Zn2HgP2S8: A Wide Bandgap Hg-Based Infrared Nonlinear Optical Material with Large Second-Harmonic Generation Response

Hg-based chalcogenides, as good candidates for the exploration of high-performance infrared (IR) nonlinear optical (NLO) materials, usually exhibit strong NLO effects, but narrow bandgaps. Herein, an unprecedented wide bandgap Hg-based IR NLO material Zn2HgP2S8 (ZHPS) with diamond-like structure is rationally designed and fabricated by a tetrahedron re-organization strategy with the aid of structure and property predictions. ZHPS exhibits a wide bandgap of 3.37 eV, which is the largest one among the reported Hg-based chalcogenide IR NLO materials and first breaks the 3.0 eV bandgap "wall" in this system, resulting in a high laser-induced damage threshold (LIDT) of similar to 2.2 x AgGaS2 (AGS). Meanwhile, it shows a large NLO response (1.1 x AGS), achieving a good balance between bandgap (>= 3.0 eV) and NLO effect (>= 1 x AGS) for an excellent IR NLO material.
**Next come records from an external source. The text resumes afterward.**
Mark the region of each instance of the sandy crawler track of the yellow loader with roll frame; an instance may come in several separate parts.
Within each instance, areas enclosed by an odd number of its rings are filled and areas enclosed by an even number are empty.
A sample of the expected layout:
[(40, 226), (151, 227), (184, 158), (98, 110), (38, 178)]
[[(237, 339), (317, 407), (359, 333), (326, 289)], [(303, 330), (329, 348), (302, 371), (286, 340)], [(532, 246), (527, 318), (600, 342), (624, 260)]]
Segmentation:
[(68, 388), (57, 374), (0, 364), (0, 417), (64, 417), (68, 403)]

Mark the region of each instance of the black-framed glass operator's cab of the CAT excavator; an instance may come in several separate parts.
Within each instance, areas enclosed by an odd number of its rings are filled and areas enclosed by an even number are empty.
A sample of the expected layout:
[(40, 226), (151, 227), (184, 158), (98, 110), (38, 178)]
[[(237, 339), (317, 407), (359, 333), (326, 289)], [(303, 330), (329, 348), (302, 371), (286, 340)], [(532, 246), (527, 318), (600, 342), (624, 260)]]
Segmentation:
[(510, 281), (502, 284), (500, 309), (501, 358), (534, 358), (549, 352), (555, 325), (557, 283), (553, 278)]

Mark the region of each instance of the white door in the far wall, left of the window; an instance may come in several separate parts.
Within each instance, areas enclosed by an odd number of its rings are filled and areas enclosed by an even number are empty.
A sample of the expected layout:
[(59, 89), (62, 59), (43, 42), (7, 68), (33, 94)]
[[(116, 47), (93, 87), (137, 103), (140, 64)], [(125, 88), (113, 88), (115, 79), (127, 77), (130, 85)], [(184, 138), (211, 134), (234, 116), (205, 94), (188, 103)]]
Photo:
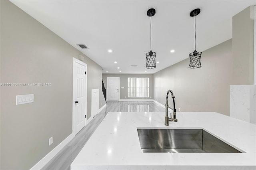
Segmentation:
[(119, 77), (108, 77), (108, 101), (119, 101)]

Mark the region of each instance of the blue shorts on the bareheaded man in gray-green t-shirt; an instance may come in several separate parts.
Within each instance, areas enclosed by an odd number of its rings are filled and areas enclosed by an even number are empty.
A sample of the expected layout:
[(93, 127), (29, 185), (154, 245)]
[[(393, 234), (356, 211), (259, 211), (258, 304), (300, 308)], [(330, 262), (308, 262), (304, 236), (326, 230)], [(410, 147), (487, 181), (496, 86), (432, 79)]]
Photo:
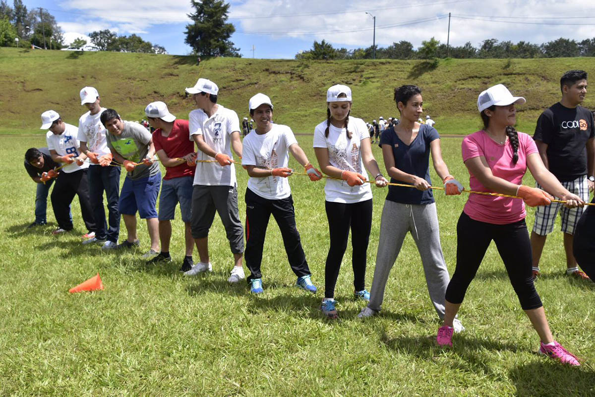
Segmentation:
[(126, 177), (120, 190), (118, 211), (124, 215), (136, 215), (136, 211), (139, 211), (141, 219), (156, 218), (155, 204), (160, 186), (161, 171), (141, 179)]

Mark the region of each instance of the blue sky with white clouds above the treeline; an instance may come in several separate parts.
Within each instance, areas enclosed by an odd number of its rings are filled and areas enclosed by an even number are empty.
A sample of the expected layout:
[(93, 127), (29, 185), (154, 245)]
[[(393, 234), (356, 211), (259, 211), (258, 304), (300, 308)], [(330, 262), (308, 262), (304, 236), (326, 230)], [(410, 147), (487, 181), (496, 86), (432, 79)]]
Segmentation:
[[(110, 29), (120, 35), (136, 33), (159, 44), (170, 54), (190, 52), (184, 30), (192, 12), (189, 0), (30, 0), (27, 8), (46, 8), (65, 33), (65, 42), (94, 30)], [(388, 46), (407, 40), (415, 47), (434, 36), (447, 39), (447, 14), (452, 12), (450, 43), (478, 46), (488, 38), (542, 43), (558, 37), (582, 40), (595, 36), (595, 4), (587, 0), (483, 2), (427, 0), (373, 3), (343, 0), (237, 0), (230, 1), (231, 37), (243, 57), (293, 58), (314, 40), (326, 40), (348, 49), (372, 44), (376, 17), (376, 43)], [(511, 21), (513, 23), (511, 23)]]

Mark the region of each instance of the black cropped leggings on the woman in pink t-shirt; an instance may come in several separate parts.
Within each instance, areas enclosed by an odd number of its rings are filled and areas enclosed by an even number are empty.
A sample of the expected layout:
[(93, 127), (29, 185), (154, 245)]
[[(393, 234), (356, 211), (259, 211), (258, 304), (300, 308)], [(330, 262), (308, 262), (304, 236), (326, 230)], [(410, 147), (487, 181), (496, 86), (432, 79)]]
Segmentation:
[(498, 225), (472, 220), (463, 212), (456, 225), (456, 237), (456, 268), (446, 289), (447, 301), (453, 304), (463, 301), (467, 287), (494, 240), (522, 309), (543, 306), (533, 285), (531, 242), (525, 220)]

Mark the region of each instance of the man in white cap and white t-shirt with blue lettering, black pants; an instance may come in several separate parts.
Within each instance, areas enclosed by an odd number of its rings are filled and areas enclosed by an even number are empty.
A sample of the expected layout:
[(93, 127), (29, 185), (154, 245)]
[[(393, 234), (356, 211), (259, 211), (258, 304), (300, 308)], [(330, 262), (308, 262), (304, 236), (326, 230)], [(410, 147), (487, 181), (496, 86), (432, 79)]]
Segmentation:
[(86, 155), (79, 152), (80, 145), (77, 139), (79, 130), (72, 124), (64, 123), (60, 115), (53, 110), (43, 112), (41, 120), (41, 129), (49, 129), (45, 136), (49, 154), (52, 160), (62, 164), (51, 195), (54, 215), (58, 222), (58, 228), (52, 233), (58, 235), (73, 230), (70, 203), (74, 195), (77, 195), (84, 224), (89, 230), (83, 238), (91, 239), (95, 237), (95, 219), (89, 202), (87, 180), (89, 163), (84, 162)]

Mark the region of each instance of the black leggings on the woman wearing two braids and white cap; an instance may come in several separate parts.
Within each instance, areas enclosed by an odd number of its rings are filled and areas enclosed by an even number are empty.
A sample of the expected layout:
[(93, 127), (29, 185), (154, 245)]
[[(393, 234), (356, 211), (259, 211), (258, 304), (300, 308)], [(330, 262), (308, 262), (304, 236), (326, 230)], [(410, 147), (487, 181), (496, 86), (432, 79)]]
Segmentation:
[(352, 204), (325, 201), (330, 248), (324, 268), (324, 297), (333, 298), (351, 229), (353, 287), (365, 289), (366, 252), (372, 228), (372, 199)]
DFT calculations uncover that, compared to normal [HgS4]n, highly distorted [HgS4] d tetrahedral units are conducive to generating wide bandgap, and the wide bandgap in ZHPS can be attributed to the strong s-p hybridization between Hg -S bonding in distorted [HgS4]d, which gives some insights into the design of Hg-based chalcogenides with excellent properties based on distorted [HgS4] d tetrahedra.